Giorgione – La Vénus endormie – Dresde
Par quoi commencer? On n’émerge pas d’une léthargie de deux mois sans une certaine appréhension. Tout était si doux dans ma caverne où le brouhaha du monde ne s’avançait que sur la pointe de rumeurs diffuses auxquelles mon attention ne prenait garde. Je rêvais à autre chose que ces peccadilles dont les hommes ont le secret et embarrassent leurs jours. S’ils savaient comme tout cela est vain, combien s’apaiseraient-ils.
Par quoi commencer, en effet? Et tout d’abord saurais-je encore le sens des mots pour les assembler et leur faire dire l’exactitude d’une pensée? Le réveil est toujours difficile à la mécanique aux rouages endormis. Le sportif qui ne s’entraîne, le virtuose qui délaisse ses gammes, l’artiste qui abandonne sa palette ou sa glaise, l’artisan son atelier, le maçon sa truelle, tous ceux enfin dont la main ou l’esprit est demeuré masqué dans la poche ou sous le chapeau de l’indifférence ne peuvent que constater la douleur à reprendre le cours de l’existence.
L’été se dissipe petit à petit et déjà les ors de l’automne pointent leur rutilance. Bientôt nos maisons se calfeutreront autour de la cheminée et dehors, ici, il fera froid alors qu’ailleurs le soleil resplendira. Car c’est cela aussi le monde, cette éternelle différence dont nous ne prenons l’exacte réalité, tout se passant comme si nous ne voulions, nous ne pouvions connaître que ce qui est à portée de notre vue si courte, de notre main si peu ouverte. Au seuil de nos maisons l’existence s’arrête et nous ne savons plus que claquer la porte entrouverte. Je ne dirai pas qu’il s’agit d’égoïsme, simplement cette propension que nous avons de croire que l’univers est à l’image de notre microcosme. Chacun détient sa vérité la généralisant, l’imposant en déniant à l’autre une possible divergence. Tant d’événements ces dernières semaines et particulièrement ces derniers jours, nous incitent à penser que peu sont aujourd’hui aptes à vivre en respectant la différence d’autrui, fût-elle aux antipodes de la leur. Que l’intolérance soit religieuse, écologique, politicienne, coutumière ou autre, ce refus, ce déni est incompatible avec la sérénité, la paix, la quiétude et contribue à la montée des exaspérations dont nous constatons avec effroi que leurs vagues déferlent jusqu’à ce que mort d’homme survienne.

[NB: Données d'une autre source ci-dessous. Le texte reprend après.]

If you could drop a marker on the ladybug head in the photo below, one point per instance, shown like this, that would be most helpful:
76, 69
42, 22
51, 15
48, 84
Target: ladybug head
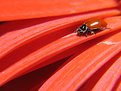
82, 29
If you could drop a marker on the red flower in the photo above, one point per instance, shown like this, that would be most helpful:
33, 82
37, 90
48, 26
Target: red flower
40, 50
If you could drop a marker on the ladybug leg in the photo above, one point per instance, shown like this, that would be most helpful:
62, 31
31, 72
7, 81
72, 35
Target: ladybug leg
92, 32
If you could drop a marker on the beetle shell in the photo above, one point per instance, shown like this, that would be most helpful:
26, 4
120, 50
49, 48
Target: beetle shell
96, 24
91, 26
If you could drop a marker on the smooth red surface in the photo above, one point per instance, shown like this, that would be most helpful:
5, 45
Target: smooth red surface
80, 68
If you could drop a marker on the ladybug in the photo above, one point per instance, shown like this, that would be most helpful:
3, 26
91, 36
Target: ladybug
91, 27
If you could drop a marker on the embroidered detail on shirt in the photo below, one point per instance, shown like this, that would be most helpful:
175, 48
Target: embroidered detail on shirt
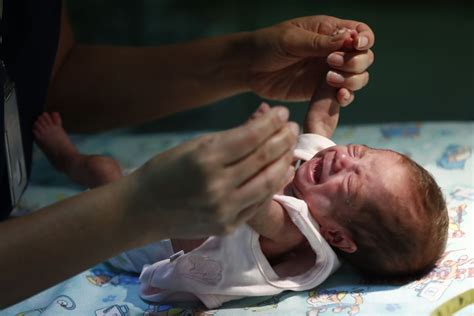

Je sais bien que toute société ne peut survivre sans un minimum de cohérence, d’uniformité et qu’il est nécessaire et bon que légifèrent, au nom de ceux qui les ont élus, nos gouvernants, mais il faut également à cette même société l’indispensable espace de liberté où chacun peut se reconnaître. Il serait dommageable qu’un arasement de lotisseur prédominât, interdisant à quiconque toute velléité érectile.
Or il me semble qu’actuellement c’est ce à quoi nous assistons. La conséquence n’en sera que plus néfaste pour l’avenir avec l’instauration progressive d’une anesthésie généralisée.
C’est sans doute aussi pour cette raison subodorée que les peuples se révoltent et qu’émerge, au-delà de nos portes closes, de ce sommeil qu’on veut imposer, le rêve de chacun accepté par tous.
Il serait si facile de laisser l’autre vivre comme il l’entend sans vouloir le contraindre à se plier aux exigences qui ne sont pas son credo.